IMDB Data Quality ETL Pipeline :
Technology Used :
Amazon Web Services, S3 (Simple Storage Service), Glue Crawler, Glue Catalog, Visual ETL, Redshift, CloudWatch, EventBridge, SNS (Social Networking Service)
Overview :
I have created an ETL pipeline designed to extract data from the source S3, transform it to ensure data quality and consistency using AWS Glue, and load it into the Redshift for further analysis and reporting.
Architecture :
Features :
1)Data Extraction: Utilized AWS S3 for storing raw IMDB movie data, ensuring secure and scalable storage, extracted the metadata using Glue Crawler.
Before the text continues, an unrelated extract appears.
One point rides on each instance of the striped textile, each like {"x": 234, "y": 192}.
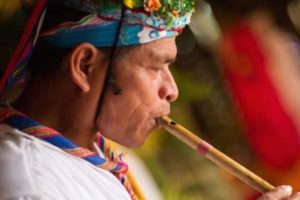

2)Data Transformation: Employed AWS Glue for data transformation, implementing rules for data quality and consistency checks. This included handling missing values, data type conversions, and applying business rules.
3)Data Loading: Load transformed data into the destination Redshift table for analysis. And Loading Bad Data into S3 bucket for further analysis.
4)Automation and Monitoring: Integrated AWS CloudWatch for monitoring ETL job performance and logging. Set up AWS EventBridge to trigger ETL jobs based on specific events.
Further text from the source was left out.